By the second quarter of next year, Arcserve hopes to have 100 employees working here, all hired without any taxpayer assistance.

"This is really about the culture," CEO Mike Crest said, explaining the decision to be in Minnesota. "It's about building a company where you have access to great talent."

This turned out to be an interesting little case study in corporate relocations. Sometimes it's easy to forget that what's easily the top priority for many businesses when picking a location is making sure there are enough highly skilled and hardworking people to hire.

By this measure it seems cold-weather, high-tax Minnesota competes just fine.

Arcserve, by the way, really could've gone nearly anywhere. Its customer base is global. Its principal shareholder is from Los Angeles. It has staff from North America to India. And as a newly independent company carved out of a big one, it doesn't have to worry about enticing any headquarters employees to relocate.

What Arcserve couldn't do is stay inside the headquarters of its former parent, New York-based CA Technologies.

Arcserve had been part of CA Technologies since 1996, when the creator of the product and brand, Cheyenne Software, got acquired by CA. Its Arcserve product had been developed to help network administrators back up and then recover lost data.

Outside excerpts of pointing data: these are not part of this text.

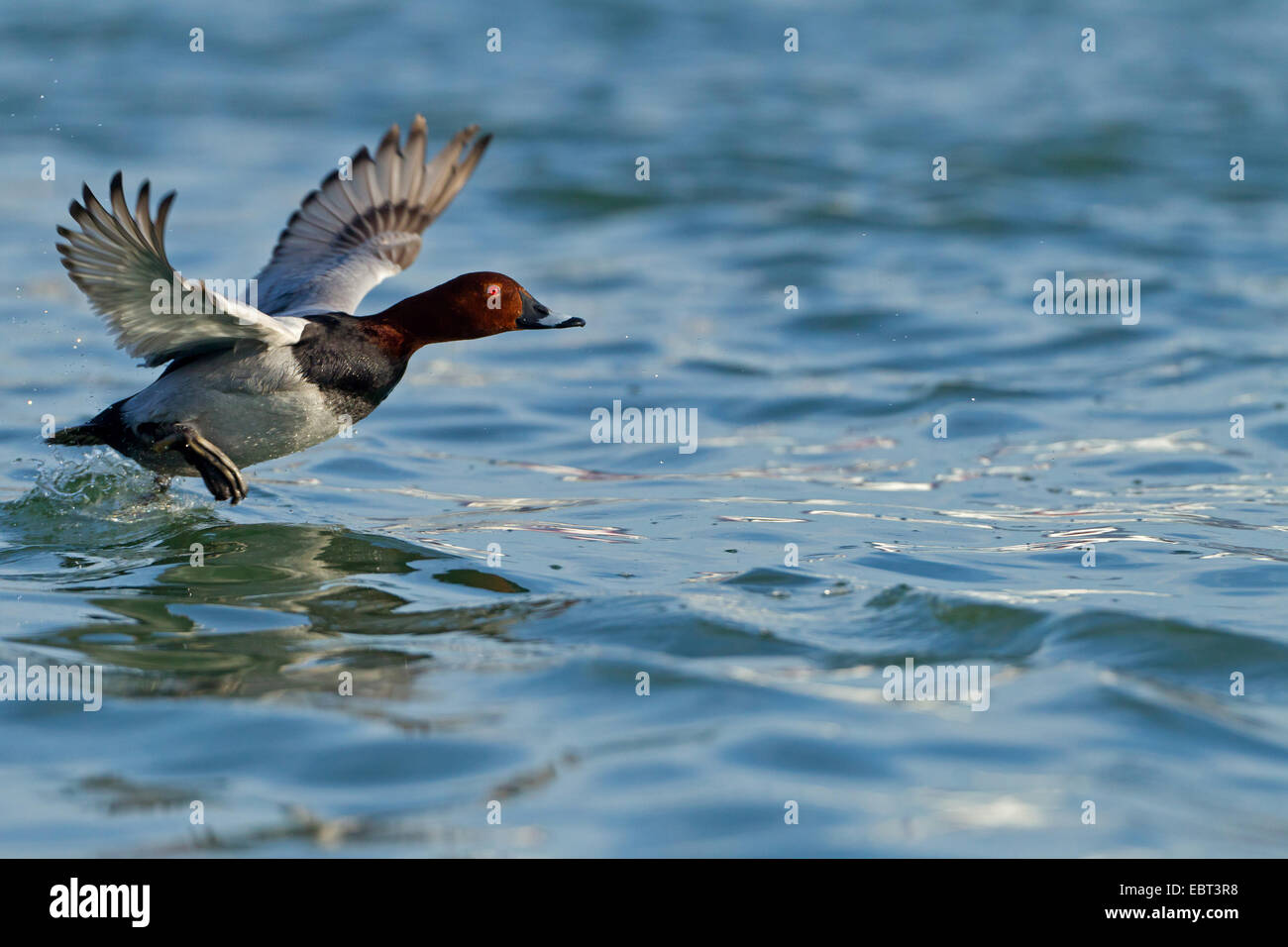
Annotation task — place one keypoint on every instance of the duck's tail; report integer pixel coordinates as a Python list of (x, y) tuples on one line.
[(81, 434)]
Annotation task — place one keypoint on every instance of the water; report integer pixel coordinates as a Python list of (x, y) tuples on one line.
[(516, 682)]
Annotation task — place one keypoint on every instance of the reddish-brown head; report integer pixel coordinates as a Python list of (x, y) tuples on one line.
[(468, 307)]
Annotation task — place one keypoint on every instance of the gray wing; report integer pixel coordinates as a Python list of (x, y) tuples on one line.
[(349, 235), (119, 263)]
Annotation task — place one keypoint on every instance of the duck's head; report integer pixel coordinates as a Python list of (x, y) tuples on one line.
[(490, 303), (471, 307)]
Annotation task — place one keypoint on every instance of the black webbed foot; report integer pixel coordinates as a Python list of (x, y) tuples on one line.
[(220, 475)]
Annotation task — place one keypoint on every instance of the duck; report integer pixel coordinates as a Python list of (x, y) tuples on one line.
[(257, 369)]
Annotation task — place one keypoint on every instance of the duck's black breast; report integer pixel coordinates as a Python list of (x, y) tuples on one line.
[(342, 357)]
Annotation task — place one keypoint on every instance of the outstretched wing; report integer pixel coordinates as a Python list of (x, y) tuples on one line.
[(349, 235), (119, 262)]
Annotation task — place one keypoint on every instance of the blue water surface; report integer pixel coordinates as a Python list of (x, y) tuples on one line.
[(819, 532)]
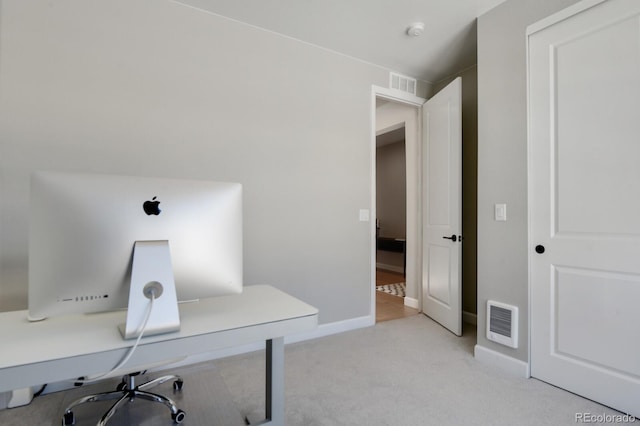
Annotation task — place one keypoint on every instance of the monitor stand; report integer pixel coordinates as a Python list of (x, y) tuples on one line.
[(151, 272)]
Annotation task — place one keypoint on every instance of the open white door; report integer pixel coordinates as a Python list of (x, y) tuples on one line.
[(442, 207), (584, 181)]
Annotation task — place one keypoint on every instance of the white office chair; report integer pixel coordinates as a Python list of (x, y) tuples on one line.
[(128, 391)]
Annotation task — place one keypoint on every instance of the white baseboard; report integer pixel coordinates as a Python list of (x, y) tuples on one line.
[(501, 361), (469, 318), (411, 302)]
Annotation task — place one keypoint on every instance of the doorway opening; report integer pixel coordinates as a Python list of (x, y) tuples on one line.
[(396, 167)]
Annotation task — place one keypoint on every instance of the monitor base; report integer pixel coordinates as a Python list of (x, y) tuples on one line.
[(151, 273)]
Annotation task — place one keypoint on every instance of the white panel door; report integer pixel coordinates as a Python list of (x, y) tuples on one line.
[(584, 171), (442, 207)]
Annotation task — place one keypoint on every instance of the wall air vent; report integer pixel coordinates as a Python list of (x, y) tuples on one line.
[(402, 82), (502, 323)]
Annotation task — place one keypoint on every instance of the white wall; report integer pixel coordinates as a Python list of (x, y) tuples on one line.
[(157, 88), (502, 160)]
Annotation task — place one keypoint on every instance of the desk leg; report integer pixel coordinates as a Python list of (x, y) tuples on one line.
[(275, 381)]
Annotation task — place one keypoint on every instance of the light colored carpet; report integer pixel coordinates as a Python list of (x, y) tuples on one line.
[(409, 371)]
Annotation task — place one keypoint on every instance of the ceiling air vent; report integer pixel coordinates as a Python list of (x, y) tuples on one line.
[(502, 323), (402, 82)]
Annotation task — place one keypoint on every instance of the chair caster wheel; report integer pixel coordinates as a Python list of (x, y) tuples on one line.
[(68, 419), (179, 416)]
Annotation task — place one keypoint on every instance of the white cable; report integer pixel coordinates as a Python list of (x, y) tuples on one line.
[(126, 358)]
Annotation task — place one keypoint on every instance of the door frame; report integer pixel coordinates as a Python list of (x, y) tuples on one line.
[(408, 99)]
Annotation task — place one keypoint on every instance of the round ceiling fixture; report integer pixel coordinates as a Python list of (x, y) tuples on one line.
[(416, 29)]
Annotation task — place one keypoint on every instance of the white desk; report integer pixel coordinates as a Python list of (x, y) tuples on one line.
[(64, 348)]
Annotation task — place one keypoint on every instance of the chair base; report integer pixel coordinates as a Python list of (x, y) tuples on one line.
[(128, 391)]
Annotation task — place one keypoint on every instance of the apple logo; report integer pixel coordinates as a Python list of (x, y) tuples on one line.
[(150, 207)]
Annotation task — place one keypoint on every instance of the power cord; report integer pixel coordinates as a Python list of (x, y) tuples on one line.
[(80, 381)]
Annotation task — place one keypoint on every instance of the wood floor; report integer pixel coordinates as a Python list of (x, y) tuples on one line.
[(390, 307)]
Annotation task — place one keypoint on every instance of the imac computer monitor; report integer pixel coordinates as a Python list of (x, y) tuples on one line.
[(84, 228)]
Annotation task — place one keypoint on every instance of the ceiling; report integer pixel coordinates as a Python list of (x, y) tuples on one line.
[(374, 31)]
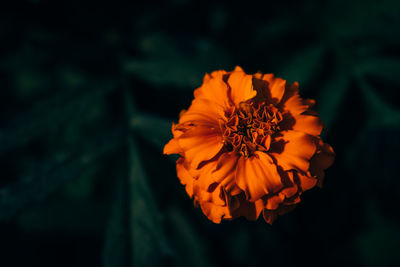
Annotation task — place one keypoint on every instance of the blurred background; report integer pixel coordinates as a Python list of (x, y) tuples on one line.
[(87, 95)]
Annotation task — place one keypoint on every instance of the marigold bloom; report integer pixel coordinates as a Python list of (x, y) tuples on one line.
[(248, 144)]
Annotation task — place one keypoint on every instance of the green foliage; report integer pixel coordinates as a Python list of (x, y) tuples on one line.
[(88, 97)]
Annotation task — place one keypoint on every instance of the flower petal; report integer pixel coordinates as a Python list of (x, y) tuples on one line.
[(225, 170), (241, 86), (292, 102), (184, 176), (200, 144), (322, 160), (214, 89), (214, 212), (306, 182), (257, 176), (298, 149), (172, 147), (276, 87), (203, 112), (250, 210)]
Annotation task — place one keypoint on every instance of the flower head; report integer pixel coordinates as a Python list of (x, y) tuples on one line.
[(248, 144)]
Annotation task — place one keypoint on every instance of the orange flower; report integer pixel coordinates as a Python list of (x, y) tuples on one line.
[(248, 144)]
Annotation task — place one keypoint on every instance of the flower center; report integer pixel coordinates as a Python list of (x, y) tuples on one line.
[(249, 127)]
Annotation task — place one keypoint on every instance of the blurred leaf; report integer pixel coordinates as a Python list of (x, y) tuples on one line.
[(380, 113), (52, 173), (178, 64), (330, 98), (190, 246), (148, 241), (155, 129), (149, 245), (386, 69), (116, 245), (304, 66)]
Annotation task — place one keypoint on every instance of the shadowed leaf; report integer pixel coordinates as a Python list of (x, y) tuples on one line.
[(59, 168)]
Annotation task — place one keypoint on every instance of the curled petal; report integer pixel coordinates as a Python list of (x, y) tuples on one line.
[(214, 212), (200, 144), (247, 209), (203, 112), (322, 160), (184, 176), (297, 151), (257, 176), (277, 87), (224, 172)]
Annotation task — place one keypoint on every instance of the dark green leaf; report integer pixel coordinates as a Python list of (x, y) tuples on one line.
[(59, 168)]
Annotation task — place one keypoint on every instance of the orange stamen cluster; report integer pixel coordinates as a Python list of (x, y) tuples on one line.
[(249, 127)]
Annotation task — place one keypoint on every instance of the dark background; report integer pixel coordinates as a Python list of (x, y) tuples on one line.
[(88, 92)]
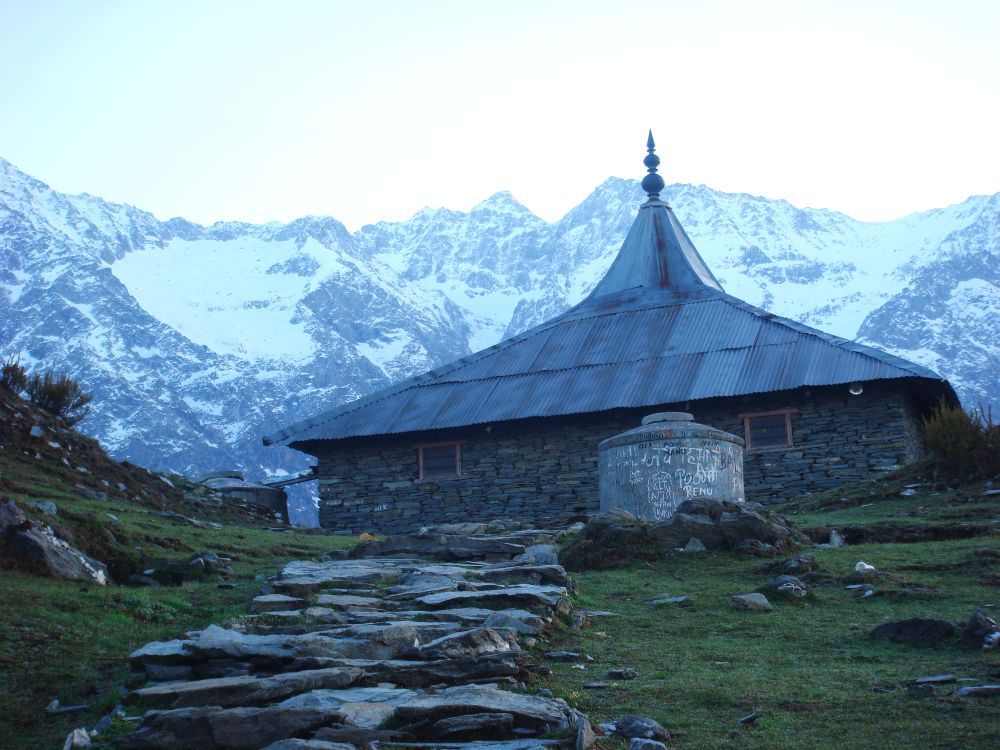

Arcserve became available because CA Technologies wanted to more tightly focus on serving the global corporate giants. Those big companies don't use the Arcserve product. The 43,000 users worldwide are mostly far smaller businesses, from maybe 5,000 employees down to perhaps 500. Arcserve was a profitable business that just didn't really fit anymore at CA. CA looked for buyers and found Marlin Equity Partners, a Los Angeles-based private equity group with a lot of experience buying businesses from larger companies. Crest, who had been with CA Technologies for 16 years, was the business unit's last general manager within CA. He made plans to stay with the business as CEO.

Crest said it is not exactly easy to pull any business out of a large company, when everything from customer relationship management software to the 401(k) plan is enmeshed in the systems of a big company. In this case Arcserve had employees from multiple departments, like sales, marketing and product engineering, all working together in one business unit. That made it far easier.

Arcserve LLC started life this summer with a core of experienced employees, a CEO, a new, deep-pockets principal owner, a well-known brand and a big installed base of users. What it didn't have was a home office or anybody doing home office jobs like chief financial officer or head of human resources.

As of last week the office with the greatest number of employees was a product development facility in Beijing. But Beijing certainly wasn't a candidate for the corporate headquarters.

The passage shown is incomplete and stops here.